BOSTON — Seven gay couples and three widowers who married in Massachusetts after it became the first state in the nation to legalize same-sex marriage went to court today to challenge the constitutionality of a federal law that defines marriage as a union between a man and a woman.

The couples filed a lawsuit last year, arguing that the Defense of Marriage Act is discriminatory because it denies same-sex couples access to federal benefits given to heterosexual couples. U.S. District Judge Joseph Tauro held the first hearing in the case today.

The couples include a Social Security Administration retiree who was denied health insurance for his spouse; three widowers who were denied death benefits for funeral expenses; and couples who have paid more in taxes because they are not allowed to file joint returns.

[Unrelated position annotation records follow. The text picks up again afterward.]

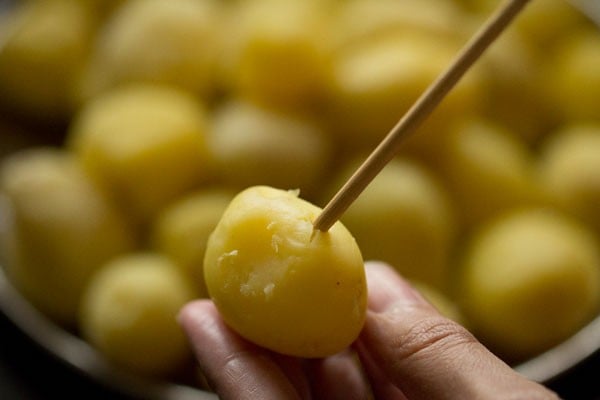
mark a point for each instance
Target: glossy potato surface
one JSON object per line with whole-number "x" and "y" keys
{"x": 280, "y": 284}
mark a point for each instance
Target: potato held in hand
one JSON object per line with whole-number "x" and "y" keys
{"x": 280, "y": 284}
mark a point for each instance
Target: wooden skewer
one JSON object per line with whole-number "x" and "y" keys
{"x": 424, "y": 105}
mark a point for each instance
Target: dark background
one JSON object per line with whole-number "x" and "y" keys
{"x": 30, "y": 373}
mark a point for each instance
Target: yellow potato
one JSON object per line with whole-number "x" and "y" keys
{"x": 570, "y": 170}
{"x": 405, "y": 217}
{"x": 253, "y": 145}
{"x": 275, "y": 52}
{"x": 572, "y": 80}
{"x": 43, "y": 45}
{"x": 530, "y": 280}
{"x": 128, "y": 313}
{"x": 170, "y": 42}
{"x": 144, "y": 144}
{"x": 358, "y": 20}
{"x": 60, "y": 230}
{"x": 377, "y": 81}
{"x": 487, "y": 170}
{"x": 279, "y": 283}
{"x": 182, "y": 230}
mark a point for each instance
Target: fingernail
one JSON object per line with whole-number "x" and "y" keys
{"x": 388, "y": 290}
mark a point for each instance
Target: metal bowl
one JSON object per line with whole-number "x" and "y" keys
{"x": 79, "y": 355}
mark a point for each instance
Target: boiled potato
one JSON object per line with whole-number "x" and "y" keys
{"x": 60, "y": 230}
{"x": 169, "y": 42}
{"x": 487, "y": 170}
{"x": 274, "y": 52}
{"x": 405, "y": 218}
{"x": 43, "y": 45}
{"x": 572, "y": 80}
{"x": 182, "y": 230}
{"x": 377, "y": 81}
{"x": 358, "y": 20}
{"x": 129, "y": 311}
{"x": 530, "y": 280}
{"x": 144, "y": 144}
{"x": 570, "y": 170}
{"x": 281, "y": 284}
{"x": 253, "y": 145}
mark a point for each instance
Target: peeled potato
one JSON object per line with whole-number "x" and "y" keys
{"x": 274, "y": 52}
{"x": 182, "y": 230}
{"x": 358, "y": 20}
{"x": 405, "y": 217}
{"x": 129, "y": 311}
{"x": 60, "y": 230}
{"x": 253, "y": 145}
{"x": 529, "y": 281}
{"x": 487, "y": 170}
{"x": 168, "y": 42}
{"x": 376, "y": 81}
{"x": 570, "y": 170}
{"x": 571, "y": 80}
{"x": 43, "y": 45}
{"x": 144, "y": 144}
{"x": 281, "y": 284}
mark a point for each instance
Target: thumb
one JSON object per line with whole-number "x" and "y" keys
{"x": 428, "y": 356}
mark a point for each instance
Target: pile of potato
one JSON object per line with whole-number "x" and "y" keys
{"x": 171, "y": 107}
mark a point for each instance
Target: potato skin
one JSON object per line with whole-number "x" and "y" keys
{"x": 280, "y": 284}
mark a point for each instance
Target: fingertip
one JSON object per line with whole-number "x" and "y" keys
{"x": 388, "y": 289}
{"x": 195, "y": 313}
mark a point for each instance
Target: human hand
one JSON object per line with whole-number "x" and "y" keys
{"x": 407, "y": 351}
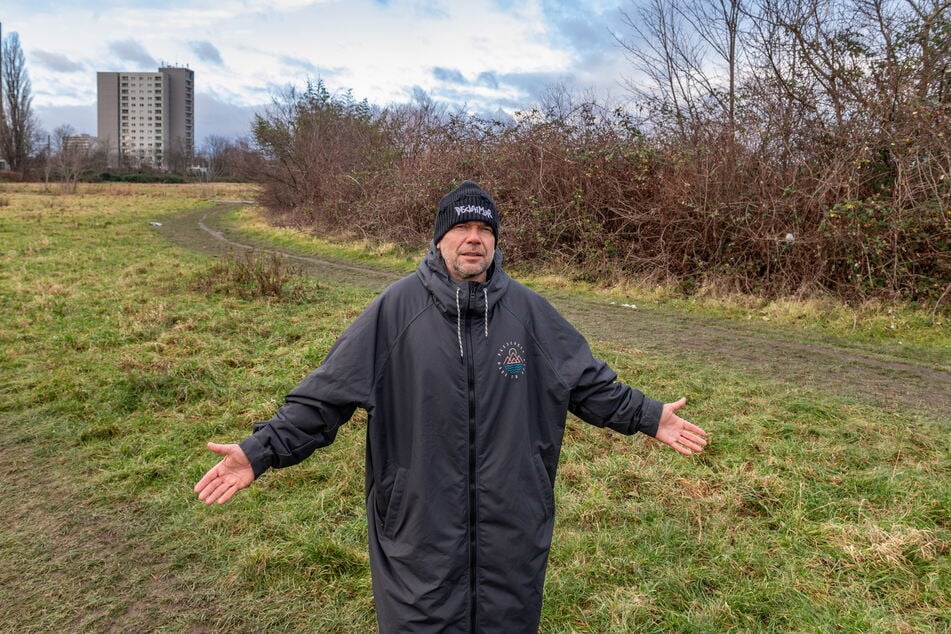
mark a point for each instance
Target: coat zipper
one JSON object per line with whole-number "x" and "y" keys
{"x": 473, "y": 519}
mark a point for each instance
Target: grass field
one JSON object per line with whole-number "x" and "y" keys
{"x": 122, "y": 354}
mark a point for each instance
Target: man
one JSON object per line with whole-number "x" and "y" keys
{"x": 467, "y": 377}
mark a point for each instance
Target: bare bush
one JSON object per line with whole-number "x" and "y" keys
{"x": 782, "y": 148}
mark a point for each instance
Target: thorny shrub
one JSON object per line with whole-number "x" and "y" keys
{"x": 764, "y": 202}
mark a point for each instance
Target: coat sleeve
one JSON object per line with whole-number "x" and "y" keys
{"x": 595, "y": 394}
{"x": 315, "y": 409}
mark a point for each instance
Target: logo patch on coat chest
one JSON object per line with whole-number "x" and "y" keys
{"x": 510, "y": 360}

Mary Bonauto, an attorney with Gay &Lesbian Advocates and Defenders, said the 1996 law, known as DOMA, got the federal government involved in regulating marriage, something it had left to the states for more than 200 years. She said the law denies gay couples access to more than 1,000 federal programs and legal protections in which marriage is a factor.

“What DOMA does is negate their marital status,” Bonauto argued during the hearing.

The law was enacted by Congress in 1996 when it appeared Hawaii would soon legalize same-sex marriage and opponents worried that other states would be forced to recognize such marriages. The lawsuit challenges only the portion of the law that prevents the federal government from affording Social Security and other benefits to same-sex couples.

Since then, five states and the District of Columbia have legalized gay marriage.

W. Scott Simpson, a Justice Department lawyer, said the Obama administration is opposed to the law, but the department has an obligation to defend the constitutionality of laws passed by Congress.

“This presidential administration disagrees with DOMA as a matter of policy and would like to see it repealed, but that does not affect the statute’s constitutionality,” Simpson said.

Simpson said the law does not interfere with the rights of individual states to “experiment in the area of marriage, but that should not dictate how the federal government applies federal law.”

Tauro did not indicate when he would rule on the government’s motion to dismiss the lawsuit and the couples’ request to declare the law unconstitutional.

After the hearing, the couples who brought the lawsuit told reporters how the law has affected them.

Herb Burtis, a voice professor at Smith College, said his spouse, John Ferris, died in 2008 after they had been together for 60 years. They married in 2004 after Massachusetts legalized gay marriage. After Ferris died, Burtis, 80, was turned down when he applied for Ferris’ Social Security retirement and survivor benefits.

“It feels like we’re second-class citizens,” Burtis said. “We don’t count, even though most of us have paid into the Social Security system for most of our lives.”